A “Carta do Rio”, que será entregue hoje pelos secretários de Energia das regiões Sudeste e Centro-Oeste ao ministro das Minas e Energia, José Jorge Lima, começa com as amenidades de praxe, mas não esconde no final crítica à política de privatização do setor elétrico. Os secretários manifestam “total confiança” no novo ministro e nos presidentes da Agência Nacional de Energia Elétrica (Aneel), José Mário Abdo, e do Operador Nacional do Sistema (ONS), Mário Santos, na busca de soluções que evitem o racionamento de energia. O tom sobe no parágrafo seguinte, quando ressaltam que qualquer decisão tem que ser previamente discutida com os governos estaduais. E finaliza  com a proposta de estabelecer, nas futuras licitações e concessões de geração hidráulica e de linhas de transmissão, metas “mais arrojadas” para início e término dos investimentos.

Nova visão
Circulando no Rio o número 1 da revista Perspectiva RJ, editada pela Federação das Associações Comerciais, Industriais e Agropastoris do Estado do Rio (Faciarj). A publicação se destaca no panorama de entidades empresariais do estado porque, ao contrário dos jornais e boletins de outras entidades que trazem uma visão “chapa branca” dos fatos, procura fazer reportagens que abordem potencialidades e problemas do Rio e apontem soluções. A matéria principal trata das perdas para a economia fluminense com a forma de cobrança do ICMS sobre petróleo, que isenta a produção – o Rio é responde por 80% da extração nacional – e tributa o refino, beneficiando São Paulo.

Casa Grande
Um milionário inglês que ameaçou chicotear a babá brasileira de seus filhos porque a jovem de 27 anos se recusou a ter relações sexuais com ele foi condenado terça-feira a dois anos de prisão, informa o jornal londrino Daily Telegraph.
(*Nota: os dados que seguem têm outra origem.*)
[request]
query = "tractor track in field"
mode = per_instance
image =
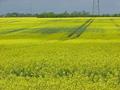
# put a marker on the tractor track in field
(117, 25)
(12, 31)
(80, 30)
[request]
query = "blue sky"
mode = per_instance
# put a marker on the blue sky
(34, 6)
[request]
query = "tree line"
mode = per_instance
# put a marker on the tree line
(53, 14)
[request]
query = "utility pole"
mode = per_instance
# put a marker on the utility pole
(96, 7)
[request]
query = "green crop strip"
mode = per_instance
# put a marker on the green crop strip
(76, 33)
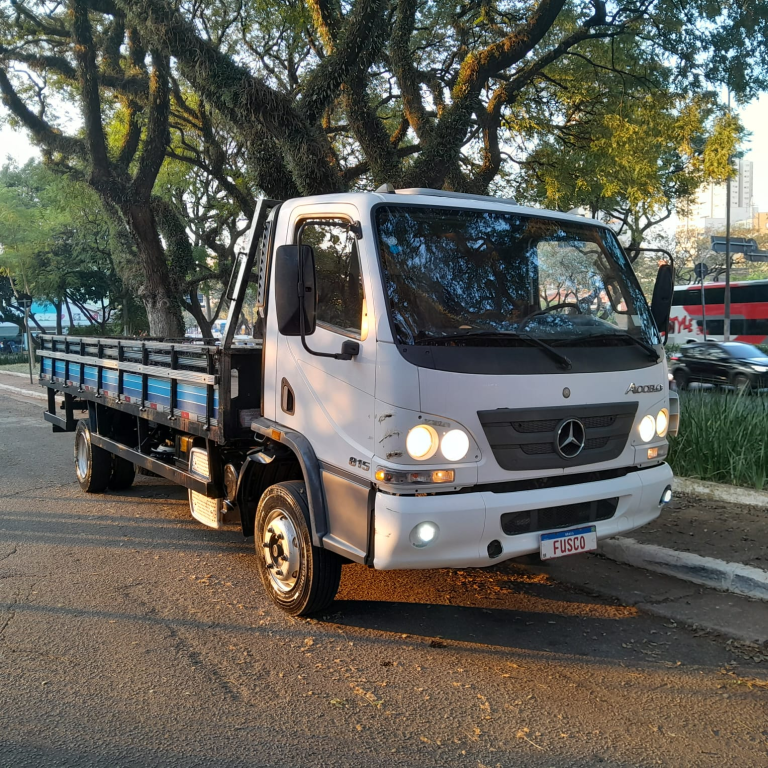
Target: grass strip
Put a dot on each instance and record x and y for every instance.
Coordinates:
(723, 439)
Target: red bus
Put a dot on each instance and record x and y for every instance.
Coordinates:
(749, 312)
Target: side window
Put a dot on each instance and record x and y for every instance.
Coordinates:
(340, 298)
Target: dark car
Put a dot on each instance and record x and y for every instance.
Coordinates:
(732, 364)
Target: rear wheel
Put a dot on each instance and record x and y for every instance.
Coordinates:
(299, 577)
(123, 474)
(681, 380)
(93, 465)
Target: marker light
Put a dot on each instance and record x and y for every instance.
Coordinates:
(647, 428)
(422, 442)
(662, 422)
(399, 477)
(424, 534)
(455, 445)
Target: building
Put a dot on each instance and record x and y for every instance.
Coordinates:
(708, 212)
(760, 221)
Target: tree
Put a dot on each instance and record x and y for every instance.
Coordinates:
(625, 143)
(57, 245)
(320, 96)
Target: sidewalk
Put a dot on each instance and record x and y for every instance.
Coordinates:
(18, 384)
(706, 541)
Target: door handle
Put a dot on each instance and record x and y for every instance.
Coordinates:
(287, 398)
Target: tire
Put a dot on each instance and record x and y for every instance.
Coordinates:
(300, 578)
(681, 380)
(742, 384)
(123, 474)
(93, 465)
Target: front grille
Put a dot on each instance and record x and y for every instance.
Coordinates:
(532, 449)
(549, 518)
(524, 438)
(536, 426)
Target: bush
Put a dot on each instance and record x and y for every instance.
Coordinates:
(723, 438)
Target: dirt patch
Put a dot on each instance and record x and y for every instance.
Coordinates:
(735, 533)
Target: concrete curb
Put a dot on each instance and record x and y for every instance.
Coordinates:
(24, 392)
(707, 571)
(14, 373)
(731, 493)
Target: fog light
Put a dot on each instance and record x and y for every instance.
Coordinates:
(424, 534)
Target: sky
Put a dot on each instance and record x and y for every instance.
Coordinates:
(754, 116)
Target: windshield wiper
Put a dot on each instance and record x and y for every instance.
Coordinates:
(618, 334)
(561, 360)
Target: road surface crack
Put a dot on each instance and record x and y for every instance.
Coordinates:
(12, 552)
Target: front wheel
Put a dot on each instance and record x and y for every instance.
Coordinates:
(299, 577)
(681, 380)
(742, 383)
(93, 465)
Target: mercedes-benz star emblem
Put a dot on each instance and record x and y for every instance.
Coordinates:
(570, 438)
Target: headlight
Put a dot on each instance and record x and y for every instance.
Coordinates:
(662, 422)
(455, 445)
(647, 428)
(422, 442)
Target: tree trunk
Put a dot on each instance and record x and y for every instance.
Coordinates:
(126, 316)
(159, 296)
(196, 309)
(57, 307)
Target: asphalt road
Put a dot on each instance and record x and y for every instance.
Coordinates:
(130, 635)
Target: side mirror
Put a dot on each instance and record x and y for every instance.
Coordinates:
(661, 302)
(295, 291)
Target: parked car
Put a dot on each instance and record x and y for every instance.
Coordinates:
(734, 364)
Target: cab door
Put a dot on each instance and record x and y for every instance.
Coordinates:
(329, 401)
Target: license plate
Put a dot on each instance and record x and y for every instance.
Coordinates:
(570, 542)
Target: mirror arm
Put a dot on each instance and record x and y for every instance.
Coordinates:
(349, 349)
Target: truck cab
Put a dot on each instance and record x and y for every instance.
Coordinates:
(445, 380)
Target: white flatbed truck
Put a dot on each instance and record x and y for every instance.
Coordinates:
(434, 380)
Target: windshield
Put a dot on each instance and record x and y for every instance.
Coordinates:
(745, 351)
(452, 272)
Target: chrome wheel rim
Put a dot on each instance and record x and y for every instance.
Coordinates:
(282, 555)
(81, 456)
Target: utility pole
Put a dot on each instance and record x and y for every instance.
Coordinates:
(727, 297)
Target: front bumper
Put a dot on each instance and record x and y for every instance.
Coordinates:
(469, 522)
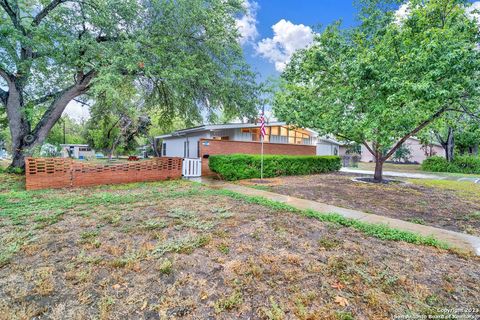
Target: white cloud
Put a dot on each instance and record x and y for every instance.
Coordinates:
(247, 24)
(77, 111)
(473, 11)
(402, 13)
(287, 38)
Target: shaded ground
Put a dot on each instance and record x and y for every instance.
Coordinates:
(179, 250)
(413, 168)
(450, 205)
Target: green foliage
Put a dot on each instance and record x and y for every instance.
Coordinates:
(460, 164)
(181, 58)
(384, 80)
(242, 166)
(74, 132)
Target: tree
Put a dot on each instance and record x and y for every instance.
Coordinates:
(384, 81)
(66, 130)
(115, 129)
(468, 136)
(184, 54)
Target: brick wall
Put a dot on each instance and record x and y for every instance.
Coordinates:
(45, 173)
(211, 147)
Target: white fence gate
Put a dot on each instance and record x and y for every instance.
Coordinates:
(192, 168)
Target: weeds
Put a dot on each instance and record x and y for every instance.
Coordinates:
(275, 312)
(416, 220)
(229, 303)
(380, 231)
(328, 242)
(184, 244)
(166, 267)
(154, 224)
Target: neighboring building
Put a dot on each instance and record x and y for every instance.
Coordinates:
(418, 151)
(280, 138)
(77, 151)
(329, 147)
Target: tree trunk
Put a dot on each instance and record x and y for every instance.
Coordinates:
(449, 145)
(378, 175)
(23, 137)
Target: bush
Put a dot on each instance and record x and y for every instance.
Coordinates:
(461, 164)
(242, 166)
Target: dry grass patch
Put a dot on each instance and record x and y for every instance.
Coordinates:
(179, 250)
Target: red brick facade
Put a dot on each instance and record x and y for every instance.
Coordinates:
(211, 147)
(43, 173)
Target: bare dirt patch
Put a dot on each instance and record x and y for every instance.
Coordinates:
(176, 250)
(424, 204)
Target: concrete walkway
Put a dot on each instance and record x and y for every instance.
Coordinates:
(455, 239)
(413, 175)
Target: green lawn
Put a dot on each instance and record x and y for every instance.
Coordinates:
(176, 248)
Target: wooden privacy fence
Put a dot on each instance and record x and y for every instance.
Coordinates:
(45, 173)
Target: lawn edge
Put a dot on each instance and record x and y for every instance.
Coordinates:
(376, 230)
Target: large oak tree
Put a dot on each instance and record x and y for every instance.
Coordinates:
(387, 79)
(183, 54)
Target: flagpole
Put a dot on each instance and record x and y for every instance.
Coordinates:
(263, 139)
(261, 165)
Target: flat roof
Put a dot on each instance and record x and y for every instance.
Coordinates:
(211, 127)
(74, 145)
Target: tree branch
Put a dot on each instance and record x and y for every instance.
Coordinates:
(3, 97)
(45, 11)
(13, 14)
(46, 97)
(414, 131)
(365, 143)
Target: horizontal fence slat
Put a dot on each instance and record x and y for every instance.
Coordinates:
(45, 173)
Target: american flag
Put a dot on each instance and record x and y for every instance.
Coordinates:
(263, 130)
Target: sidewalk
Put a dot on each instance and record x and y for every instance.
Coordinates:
(455, 239)
(412, 175)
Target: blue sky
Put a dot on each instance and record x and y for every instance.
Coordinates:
(310, 13)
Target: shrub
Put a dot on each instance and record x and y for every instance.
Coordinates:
(242, 166)
(461, 164)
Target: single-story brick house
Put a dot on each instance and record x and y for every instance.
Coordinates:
(418, 151)
(77, 151)
(203, 141)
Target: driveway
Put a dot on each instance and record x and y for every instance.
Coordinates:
(412, 175)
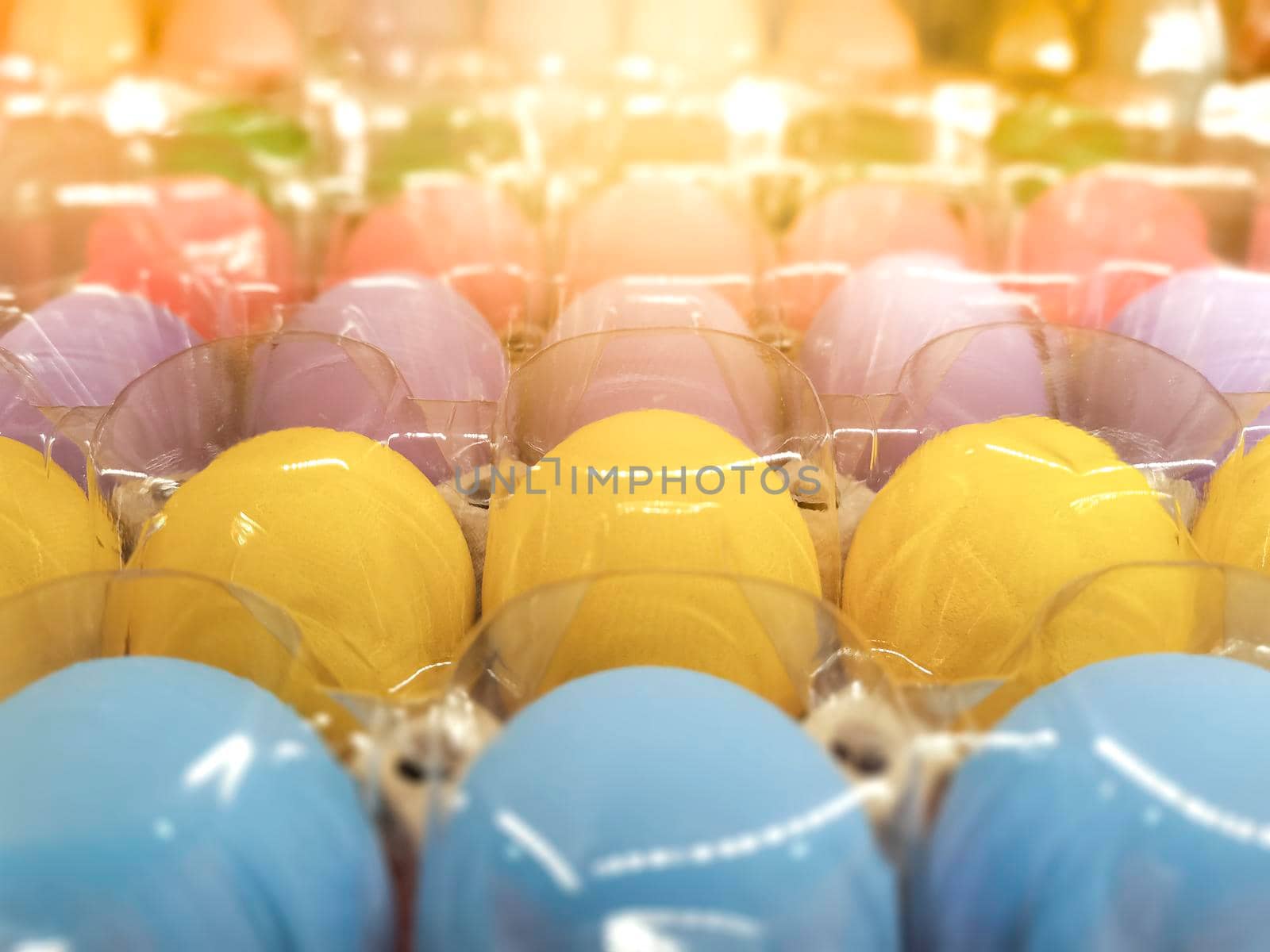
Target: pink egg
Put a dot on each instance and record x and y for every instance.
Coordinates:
(626, 304)
(648, 228)
(1259, 245)
(241, 44)
(724, 378)
(461, 232)
(1119, 234)
(554, 35)
(880, 317)
(202, 248)
(440, 343)
(863, 36)
(854, 225)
A babá, cujo nome não foi divulgado, fora contratada via Internet e não cedeu à proposta do patrão de fazer sexo em troca de dinheiro. Passou então a ser ameaçada pelo inglês, que mostrou um vídeo em que ele dava chicotadas em uma negra.

Subliminar
Anúncio bancado pelo Governo do Estado do Rio de Janeiro na sexta-feira passada exaltava a reforma do Palácio Laranjeiras e sua abertura a visitação pública. O texto destacava que a população agora poderia ter acesso, com guias, ao espaço, antes restrito a “presidentes, governadores e autoridades”. Talvez por uma brincadeira do subconsciente, o redator do anúncio não incluiu presidentes e governadores entre as autoridades. O que, pelo menos no caso do atual ocupante da cadeira presidencial brasileira, não esteja muito longe da verdade.

Carreira
FH parece estar em dúvida sobre seu destino após deixar a Presidência da República: oculista ou produtor de moda.

Empresa-cidadã
Pesquisa realizada pelo Instituto Ires junto a 2.830 empresas mostra que 87% delas desenvolve projetos sociais para a comunidade e em 95% o item responsabilidade social integra a visão estratégica. Esses dados mostram que as empresas estão deixando suas ações filantrópicas para se dedicarem a ações socialmente responsáveis. A pesquisa apontou a existência de mais de 113 mil funcionários (67%) atuando de forma voluntária nos projetos sociais, sendo que 17% deles durante o período de expediente. Anualmente, as empresas investem, em média, R$ 98 mil em projetos voltados às áreas de educação (58%), saúde (46%), meio ambiente e cultura (39% cada) e qualificação profissional (37%), entre outras áreas. São beneficiadas cerca de 37 milhões de pessoas.

Carlismo
O lançamento do livro As Veias Abertas do Carlismo, do jornalista e escritor baiano Manoel Muniz Ferreira, sobre o senador Antonio Carlos Magalhães (PFL-BA), acabou em briga na Câmara dos Deputados. Sobrinho de ACM, o deputado Paulo Magalhães (PFL-BA), chegou ao local retirando cartazes fixados na parede. Interpelado por Muniz, a disputa acabou em troca de socos e pontapés entre os dois. Segundo testemunhas, ninguém saiu ferido. Só as regras de convivência democrática: o presidente nacional do PT, deputado José Dirceu (SP), disse que vai protocolar uma representação por quebra de decoro parlamentar na Corregedoria da Câmara.